Danıştay Kararı 8. Daire 2022/553 E. 2022/713 K. 10.02.2022 T.

Danıştay 8. Daire Başkanlığı         2022/553 E.  ,  2022/713 K.
T.C.
D A N I Ş T A Y
SEKİZİNCİ DAİRE
Esas No : 2022/553
Karar No : 2022/713

TEMYİZ EDEN (DAVALI) : … Birliği Başkanlığı
VEKİLİ : Av. …
KARŞI TARAF (DAVACI) : … Bakanlığı
VEKİLİ : Av. …

İSTEMİN KONUSU : … Bölge İdare Mahkemesi …. İdari Dava Dairesinin … tarih ve E:…., K:… sayılı kararının temyizen incelenerek bozulması istenilmektedir.

YARGILAMA SÜRECİ :
Dava konusu istem: …’in … Barosu staj listesine yazılmasına ilişkin istemin kabulüne yönelik … Barosu Yönetim Kurulu’nun … tarih ve … sayılı işlemine karşı … Cumhuriyet Başsavcılığı’nca yapılan itiraz üzerine Türkiye Barolar Birliği Yönetim Kurulu’nca verilen itirazın reddine dair kararın uygun bulunmayarak bir daha görüşülmek üzere geri gönderilmesine ilişkin Adalet Bakanlığı’nın … tarih ve … sayılı yazısına uyulmayarak ilk kararında ısrar edilmesine yönelik Türkiye Barolar Birliği Yönetim Kurulu’nun … tarih ve E:…, K:… sayılı işlemin iptaline karar verilmesi istenilmiştir.
İlk Derece Mahkemesi kararının özeti: …. İdare Mahkemesince verilen … tarih ve E:…, K:… sayılı kararda; 1136 sayılı Avukatlık Kanunu’nun 5. maddesinin 3. fıkrasında adayın 5/1-a maddesinde yazılı cezalardan birini gerektiren suçlardan kovuşturma altında bulunması halinde avukatlığa alınma isteği hakkındaki kararın bu kovuşturma sonuna kadar bekletilmesine karar verilebileceğinin hükme bağlandığı, bu konuda davalı idareye takdir yetkisinin tanındığı, ancak bu yetkinin kullanımının kamu yararı ve hizmet gerekleriyle sınırlı olduğu, idarenin takdir yetkisinin bu açıdan yargı denetimine tabi bulunduğunun idare hukukunun bilinen ilkelerinden olduğu, “Silahlı Terör Örgütüne Üye Olmak” suçundan Tanju Özer hakkında kovuşturma yürütüldüğü ve yürütülen kovuşturmanın halen derdest olduğu dikkate alındığında isnad edilen fiilin niteliği ile staj listesinde yazılması durumunda yürütülecek kamu hizmetinin önemi ve özelliği dikkate alındığında ceza kovuşturması sonucunun beklenmesi gerektiği sonucuna varıldığından, dava konusu işlemde kamu yararı ve hizmet gerekleri yönünden hukuka uyarlık görülmediği gerekçesiyle dava konusu işlemin iptaline karar verilmiştir.
Bölge İdare Mahkemesi kararının özeti: … Bölge İdare Mahkemesi …. İdari Dava Dairesince; istinaf başvurusuna konu İdare Mahkemesi kararının hukuka ve usule uygun olduğu ve davalı idare tarafından ileri sürülen iddiaların söz konusu kararın kaldırılmasını sağlayacak nitelikte görülmediği belirtilerek 2577 sayılı İdari Yargılama Usulü Kanunu’nun 45. maddesinin 3. fıkrası uyarınca istinaf başvurusunun reddine karar verilmiştir.

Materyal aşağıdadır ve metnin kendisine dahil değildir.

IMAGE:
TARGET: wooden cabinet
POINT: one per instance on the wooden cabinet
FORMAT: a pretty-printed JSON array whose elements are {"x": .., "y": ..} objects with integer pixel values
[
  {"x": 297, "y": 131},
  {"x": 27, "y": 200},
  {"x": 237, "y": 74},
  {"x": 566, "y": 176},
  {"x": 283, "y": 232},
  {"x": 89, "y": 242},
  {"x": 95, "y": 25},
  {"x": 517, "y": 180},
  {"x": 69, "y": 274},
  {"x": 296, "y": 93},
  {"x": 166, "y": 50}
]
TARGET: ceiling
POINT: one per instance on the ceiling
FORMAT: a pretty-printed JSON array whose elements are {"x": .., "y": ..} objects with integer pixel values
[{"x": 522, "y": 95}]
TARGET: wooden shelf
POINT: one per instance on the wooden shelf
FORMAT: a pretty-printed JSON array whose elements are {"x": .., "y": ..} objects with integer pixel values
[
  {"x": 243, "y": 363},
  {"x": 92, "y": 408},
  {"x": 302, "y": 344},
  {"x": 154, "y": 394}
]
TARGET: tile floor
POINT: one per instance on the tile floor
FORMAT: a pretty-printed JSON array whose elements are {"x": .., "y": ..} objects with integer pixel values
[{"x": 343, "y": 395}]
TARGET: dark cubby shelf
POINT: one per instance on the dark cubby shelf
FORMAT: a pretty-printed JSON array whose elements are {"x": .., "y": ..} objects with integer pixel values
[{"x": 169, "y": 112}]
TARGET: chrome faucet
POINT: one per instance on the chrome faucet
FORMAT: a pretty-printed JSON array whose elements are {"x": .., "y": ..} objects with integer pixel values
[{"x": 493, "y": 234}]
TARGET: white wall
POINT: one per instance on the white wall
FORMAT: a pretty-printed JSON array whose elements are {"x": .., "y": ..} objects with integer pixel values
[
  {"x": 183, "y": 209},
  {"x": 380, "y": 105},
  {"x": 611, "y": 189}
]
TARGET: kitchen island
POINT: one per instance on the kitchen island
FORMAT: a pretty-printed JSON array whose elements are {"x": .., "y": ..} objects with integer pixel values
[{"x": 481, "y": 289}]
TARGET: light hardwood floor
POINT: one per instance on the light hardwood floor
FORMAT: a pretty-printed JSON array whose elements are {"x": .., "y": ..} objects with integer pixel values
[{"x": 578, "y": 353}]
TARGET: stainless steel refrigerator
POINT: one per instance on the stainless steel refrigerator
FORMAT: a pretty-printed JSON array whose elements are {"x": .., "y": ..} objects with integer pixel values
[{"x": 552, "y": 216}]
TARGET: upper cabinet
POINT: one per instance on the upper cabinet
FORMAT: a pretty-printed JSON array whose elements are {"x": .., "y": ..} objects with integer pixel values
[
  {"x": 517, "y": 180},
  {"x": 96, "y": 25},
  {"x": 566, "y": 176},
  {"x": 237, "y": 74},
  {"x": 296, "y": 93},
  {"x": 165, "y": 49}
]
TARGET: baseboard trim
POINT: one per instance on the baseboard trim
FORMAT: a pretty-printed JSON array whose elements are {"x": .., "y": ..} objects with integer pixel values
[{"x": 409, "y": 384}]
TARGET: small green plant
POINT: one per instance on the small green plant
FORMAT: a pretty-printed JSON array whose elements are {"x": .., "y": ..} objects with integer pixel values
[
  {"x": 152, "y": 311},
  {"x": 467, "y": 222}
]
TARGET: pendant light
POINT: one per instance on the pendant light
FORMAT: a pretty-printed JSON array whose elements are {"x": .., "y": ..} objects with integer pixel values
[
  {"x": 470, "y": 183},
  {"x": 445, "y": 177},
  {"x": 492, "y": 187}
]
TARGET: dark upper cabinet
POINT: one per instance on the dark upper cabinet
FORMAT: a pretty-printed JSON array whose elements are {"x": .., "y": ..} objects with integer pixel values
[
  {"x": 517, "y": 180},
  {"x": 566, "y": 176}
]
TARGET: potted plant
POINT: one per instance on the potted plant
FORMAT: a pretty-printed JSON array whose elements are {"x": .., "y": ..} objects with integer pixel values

TEMYİZ EDENİN İDDİALARI : Avukatlık Kanununun 5/3. maddesine göre kovuşturma sonucunun avukatlığa kabulde geçerli olduğu, avukatlık stajı için kovuşturma sonucunun beklenmesine dair bir hüküm bulunmadığı, kovuşturma sonucunda mahkumiyet kararı verilmesi durumunda zaten ilgilinin staj listesinden veya baro levhasından silinmesine karar verileceği, kararın kesinleşmesi uzun zaman alacağından kovuşturma sonucunun beklenmesinin ilgilinin mağduriyetine sebebiyet verebileceği ve masumiyet karinesinin ihlaline yol açacağı, avukatlık stajının avukatlıktan farklı olarak bir meslek ve kamu hizmeti olmadığı, bu nedenle avukatlar için getirilen bir hükmün staj aşamasında bulunan stajyer avukatlar için uygulanamayacağı belirtilerek temyize konu kararın bozulması gerektiği ileri sürülmüştür.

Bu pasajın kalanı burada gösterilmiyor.